À l’occasion de la présentation le 9 mars du rapport annuel d’évaluation des menaces qui pèsent sur la situation internationale devant le comité du renseignement sénatorial américain, la directrice nationale du renseignement, Avril Haines, a donné la vision des différentes agences US à ce sujet.

La Chine

Le rapport annuel sur l’évaluation des menaces fait largement référence à celles représentées par la Chine et la Russie. Il y est précisé que Pékin va continuer à intimider ses rivaux en Mer de Chine méridionale.
Pour Haines, la Chine va continuer à approfondir sa coopération avec la Russie afin de tenter de s’opposer aux États-Unis malgré la condamnation internationale de l’invasion de l’Ukraine. Elle pense que cela pourrait avoir comme conséquence de diminuer le « soutien affiché » dont elle bénéficie auprès de nombreux autres pays.
Haines a insisté : « il est inutile de rappeler que la République Populaire de Chine qui accroît constamment sa compétition avec les États-Unis sur les plans économique, technologique, politique et militaire dans le monde entier reste notre priorité sans égale ».
Pour atteindre la vision du président Xi Jinping qui souhaite transformer la Chine en une puissance dominante, le Parti communiste chinois (PCC) « est de plus en plus convaincu que cela ne peut se faire qu’à la condition de s’opposer à la puissance et à l’influence des États-Unis ».

Toutefois, les services de renseignement US estiment que Beijing croit qu’il est pour le moment à son avantage de maintenir des relations internationales stables malgré les dernières critiques acerbes du président Xi à l’égard de Washington.
En effet, le 6 mars, Xi a blâmé l’Occident pour les difficultés économiques rencontrées par Pékin en accusant les États-Unis de mener une politique internationale destinée à « contenir » la Chine.

Répondant à une question lui demandant si les relations sino-russes étaient une « histoire d’amour », Haines a répondu qu’« elle hésiterait à employer ces termes car il y a quelques limitations dans ces relations […] Nous ne pensons pas qu’ils vont devenir des alliés de la même manière que nous le sommes avec les pays membres de l’OTAN, mais néanmoins, nous constatons un accroissement (de la coopération) dans tous les secteurs ».

Le Russie

Selon le rapport, la Russie ne cherche pas à entrer en conflit avec les États-Unis et l’OTAN mais toutefois la guerre en Ukraine constitue un « grand risque » [de dérapage]. Les échecs militaires russes répétés risquent d’affaiblir la position du président Vladimir Poutine à l’intérieur.
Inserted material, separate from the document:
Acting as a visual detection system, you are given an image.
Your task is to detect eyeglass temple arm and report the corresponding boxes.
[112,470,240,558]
Cela pourrait le pousser à se lancer dans une escalade militaire.

Haines qualifie le conflit en Ukraine comme « une grinçante guerre d’attrition ». La communauté du renseignement américaine ne prévoit pas que la puissance militaire russe puisse se reconstituer suffisamment cette année pour être en mesure de faire de nouvelles conquêtes de terrain significatives.

Évaluation

Washington affiche clairement sa politique : son premier adversaire, c’est la Chine.
Selon un tweet publié le 10 mars 2023 par Gérard Araud, ancien ambassadeur de France en Israël puis aux États-Unis, fervent partisan du retour de la France dans le dispositif intégré de l’OTAN : « La carte politique et militaire de l’Asie, avec, d’une part, l’alliance antichinoise de fait entre États-Unis, Japon, Australie et Inde, avec le soutien des Philippines, et de l’autre, la multiplicité des bases américaines, ne révèle pas vraiment une menace chinoise ».
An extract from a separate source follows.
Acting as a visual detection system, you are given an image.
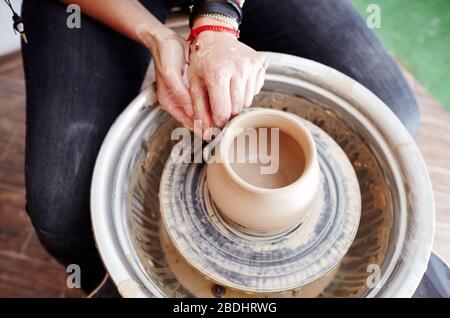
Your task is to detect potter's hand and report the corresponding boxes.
[144,32,194,129]
[189,31,267,134]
En clair, la politique « agressive » ne vient pas de la Chine aux nuances près : le problème de Taïwan et les revendications maritimes de Pékin.
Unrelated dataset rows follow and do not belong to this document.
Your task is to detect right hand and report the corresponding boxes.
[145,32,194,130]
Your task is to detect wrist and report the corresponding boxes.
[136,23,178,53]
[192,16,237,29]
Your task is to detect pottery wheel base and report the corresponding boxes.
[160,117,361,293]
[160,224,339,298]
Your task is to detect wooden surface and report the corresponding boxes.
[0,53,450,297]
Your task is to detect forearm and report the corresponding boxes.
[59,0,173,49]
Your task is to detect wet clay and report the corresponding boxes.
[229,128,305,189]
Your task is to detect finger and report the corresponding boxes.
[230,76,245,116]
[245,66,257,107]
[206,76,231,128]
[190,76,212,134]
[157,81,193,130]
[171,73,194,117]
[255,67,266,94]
Il est totalement exact que la Chine compte un jour récupérer Taïwan qu’elle considère comme sa « 23ème province ». Sur le plan des lois internationales, c’est un point de vue qui peut se défendre. À savoir que si Taïwan bénéficie d’une indépendance administrative, politique, diplomatique et militaire par rapport au continent, cette dernière n’a jamais été officiellement proclamée ni par le gouvernement de l’île, ni par celui de Pékin.
Par contre, les revendications maritimes chinoises sont pour la plupart illégales au regard du Droit international.

Il n’empêche que Pékin est en train de prendre une importance sur le plan international qui ne fait pas l’affaire de Washington. Dernier exemple en date : les négociations qui doivent permettre le rétablissement dans les deux mois qui viennent des relations diplomatiques normales entre l’Iran et l’Arabie saoudite.

Il semble que les États-Unis souhaitent – dans leur plus strict intérêt – s’opposer à un nouvel ordre mondial multipolaire avec les « valeurs universelles » comme « religion » à diffuser. Pour cela, ils utilisent tous les moyens à leur disposition en tant que première grande puissance mondiale.